Oil rebounded by about $1 on Thursday as investors focused on strong demand growth in Asia after a sell-off the previous day triggered by a surprise increase in U.S. gasoline stockpiles.
Brent crude for June gained $1.02 to $113.59 a barrel by 0504 GMT, partly reversing a 4 percent drop on Wednesday when official data showed the first increase in U.S. gasoline inventories in 12 weeks, triggering a slump across fuel markets that shaved more than $5 from front-month Brent. U.S. crude advanced $1.06 to $99.26.
In the United States they are more concerned about the unexpected rise in gasoline inventories and the sputtering economic recovery, said Gordon Kwan, head of energy research at Mirae Assets Securities in Hong Kong.
But over in Asia we have a more bullish view. Even if we see weakening in Chinese industrial output, it is still very strong and we don't believe in a hard landing.
Inflation has peaked, so we believe tightening policies will be done by the end of the third quarter. Oil demand will remain elevated in the run-up to the winter.
Implied oil demand in China, the world's second-largest crude consumer, reached its third-highest level on record last month, but year-on-year growth slipped to 8.8 percent after six consecutive months of double-digit gains.
At the current pace, China has surpassed a growth rate of 5 percent to 7 percent in oil consumption suggested in a Reuters poll earlier this year.
Signs that China's economy is cooling on Wednesday prompted some investors to sell. Still, the expected phasing out of monetary tightening measures could lead to sustained energy demand growth in the world's second-largest economy.
China's consumer inflation eased modestly to 5.3 percent in April from a 32-month high of 5.4 percent in March, underlining the view that price pressures are peaking and may start to ease in the second half of 2011.

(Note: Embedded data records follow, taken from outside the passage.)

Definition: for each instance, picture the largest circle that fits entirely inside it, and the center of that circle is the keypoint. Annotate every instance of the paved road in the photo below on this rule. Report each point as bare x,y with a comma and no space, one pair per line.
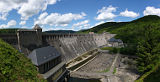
104,76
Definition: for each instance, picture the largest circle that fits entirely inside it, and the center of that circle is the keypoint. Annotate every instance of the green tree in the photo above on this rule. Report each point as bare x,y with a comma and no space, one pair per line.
148,49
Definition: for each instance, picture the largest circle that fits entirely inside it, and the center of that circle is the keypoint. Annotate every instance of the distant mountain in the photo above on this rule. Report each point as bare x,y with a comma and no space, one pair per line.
113,26
60,31
142,38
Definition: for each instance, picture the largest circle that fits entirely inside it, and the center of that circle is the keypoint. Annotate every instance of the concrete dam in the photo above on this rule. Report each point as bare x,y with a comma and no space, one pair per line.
70,45
53,53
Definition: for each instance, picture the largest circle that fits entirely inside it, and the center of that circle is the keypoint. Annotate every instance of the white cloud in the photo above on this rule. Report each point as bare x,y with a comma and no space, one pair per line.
22,23
56,19
81,25
151,11
106,13
8,5
101,22
26,8
34,7
127,13
9,24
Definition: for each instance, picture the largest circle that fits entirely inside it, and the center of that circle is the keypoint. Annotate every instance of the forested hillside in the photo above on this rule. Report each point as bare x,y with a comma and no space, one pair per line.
142,38
14,66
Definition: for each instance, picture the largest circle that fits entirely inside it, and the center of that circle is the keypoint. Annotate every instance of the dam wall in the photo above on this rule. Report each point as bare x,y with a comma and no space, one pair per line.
70,45
73,45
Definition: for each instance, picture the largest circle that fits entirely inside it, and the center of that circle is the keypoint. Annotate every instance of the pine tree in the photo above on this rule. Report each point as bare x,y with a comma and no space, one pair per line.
148,49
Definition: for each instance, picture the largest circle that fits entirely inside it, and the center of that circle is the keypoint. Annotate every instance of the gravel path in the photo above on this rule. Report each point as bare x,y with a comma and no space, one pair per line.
99,64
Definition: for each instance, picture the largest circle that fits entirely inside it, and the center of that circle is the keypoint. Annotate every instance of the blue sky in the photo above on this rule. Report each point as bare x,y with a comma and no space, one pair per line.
72,14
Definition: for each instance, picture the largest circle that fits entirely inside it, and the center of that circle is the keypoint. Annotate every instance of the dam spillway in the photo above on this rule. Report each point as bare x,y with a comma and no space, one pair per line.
70,45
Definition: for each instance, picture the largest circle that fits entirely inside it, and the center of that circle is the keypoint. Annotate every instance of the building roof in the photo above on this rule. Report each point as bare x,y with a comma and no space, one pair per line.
42,55
37,27
115,40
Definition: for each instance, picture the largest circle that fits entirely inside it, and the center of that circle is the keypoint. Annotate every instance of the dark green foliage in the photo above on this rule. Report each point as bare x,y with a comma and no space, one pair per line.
14,30
14,66
60,31
141,37
154,76
148,49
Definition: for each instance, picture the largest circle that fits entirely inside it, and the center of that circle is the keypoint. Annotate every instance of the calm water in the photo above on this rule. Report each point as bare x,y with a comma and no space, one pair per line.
73,79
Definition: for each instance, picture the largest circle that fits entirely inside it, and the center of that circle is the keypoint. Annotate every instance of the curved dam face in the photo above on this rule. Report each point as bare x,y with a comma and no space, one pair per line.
70,45
73,45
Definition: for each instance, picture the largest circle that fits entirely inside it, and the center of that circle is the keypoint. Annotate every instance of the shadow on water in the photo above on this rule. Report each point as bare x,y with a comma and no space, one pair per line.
74,79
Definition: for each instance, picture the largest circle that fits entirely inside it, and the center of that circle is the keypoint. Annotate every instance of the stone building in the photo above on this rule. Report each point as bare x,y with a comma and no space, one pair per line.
49,64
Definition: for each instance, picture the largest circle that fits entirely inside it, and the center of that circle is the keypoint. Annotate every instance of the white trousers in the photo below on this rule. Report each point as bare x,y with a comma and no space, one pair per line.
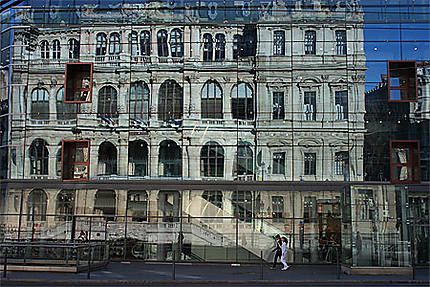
284,260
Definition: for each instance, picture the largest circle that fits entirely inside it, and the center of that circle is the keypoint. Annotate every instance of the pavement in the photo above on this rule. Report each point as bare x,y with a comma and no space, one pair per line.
161,274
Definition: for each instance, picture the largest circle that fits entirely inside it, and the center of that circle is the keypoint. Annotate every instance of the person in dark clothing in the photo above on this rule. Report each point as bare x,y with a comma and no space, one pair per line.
277,250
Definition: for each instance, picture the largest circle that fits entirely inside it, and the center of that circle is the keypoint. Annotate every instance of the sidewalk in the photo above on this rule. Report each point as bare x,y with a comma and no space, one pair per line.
139,273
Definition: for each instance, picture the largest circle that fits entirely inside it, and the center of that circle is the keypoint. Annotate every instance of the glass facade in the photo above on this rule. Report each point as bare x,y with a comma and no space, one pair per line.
204,129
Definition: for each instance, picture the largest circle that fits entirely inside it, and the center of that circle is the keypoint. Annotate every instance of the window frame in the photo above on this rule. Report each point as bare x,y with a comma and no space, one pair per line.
414,162
75,144
400,88
279,43
310,42
81,90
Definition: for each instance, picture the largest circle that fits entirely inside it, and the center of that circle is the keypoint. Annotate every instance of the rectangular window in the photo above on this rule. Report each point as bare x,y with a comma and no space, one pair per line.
341,163
278,106
341,105
341,42
309,209
309,106
277,208
402,81
405,161
310,163
78,82
279,43
279,163
75,160
310,42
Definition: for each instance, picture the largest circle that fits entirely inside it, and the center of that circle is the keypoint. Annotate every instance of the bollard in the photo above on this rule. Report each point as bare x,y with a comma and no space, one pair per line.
5,263
173,267
337,262
261,265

A gradual slowdown is much better news for China than overheating, which would require more drastic action, said J.P. Morgan analysts led by Lawrence Eagles.
China has a lot of tools to reverse a steeper than expected slowing of the economy should it materialize. There does appear to be room to increase oil imports in the months ahead.
Brent crude is up 20 percent this year, having jumped to a 32-month high above $127 last month and easing back to as low as $105.15 on May 6. Eleven straight weeks of decline in U.S. gasoline stockpiles in the run-up to peak summer consumption were among the factors that recently supported prices.
But inventories last week rose by 1.28 million barrels as demand for the motor fuel fell in the past four weeks by 2.4 percent on average from the same period in 2010.
While gasoline led the market lower on Wednesday, with benchmark U.S. futures down by almost 8 percent, the most since September 2008, U.S. crude stockpiles jumped by 3.8 million barrels last week to more than 370 million barrels, a two-year peak.
The abrupt tumble in prices drove oil volatility <.OVX> to its highest close since mid-March as prices posted their second rout in less than a week. Wednesday's drop could prove another blow to commodity hedge funds, after last week's oil drop spurred double digit losses to big name funds such as Astenbeck and BlueGold.
Benchmark gasoline futures on Thursday gained 4.71 cents to almost $3.17 a gallon. Wednesday's plunge triggered a five-minute halt in trading of New York Mercantile Exchange crude and refined products.
The CME Group, owner of NYMEX, raised margins for RBOB gasoline futures by 21.4 percent to $8,500 per contract from $7,000 effective after the close of business on Thursday.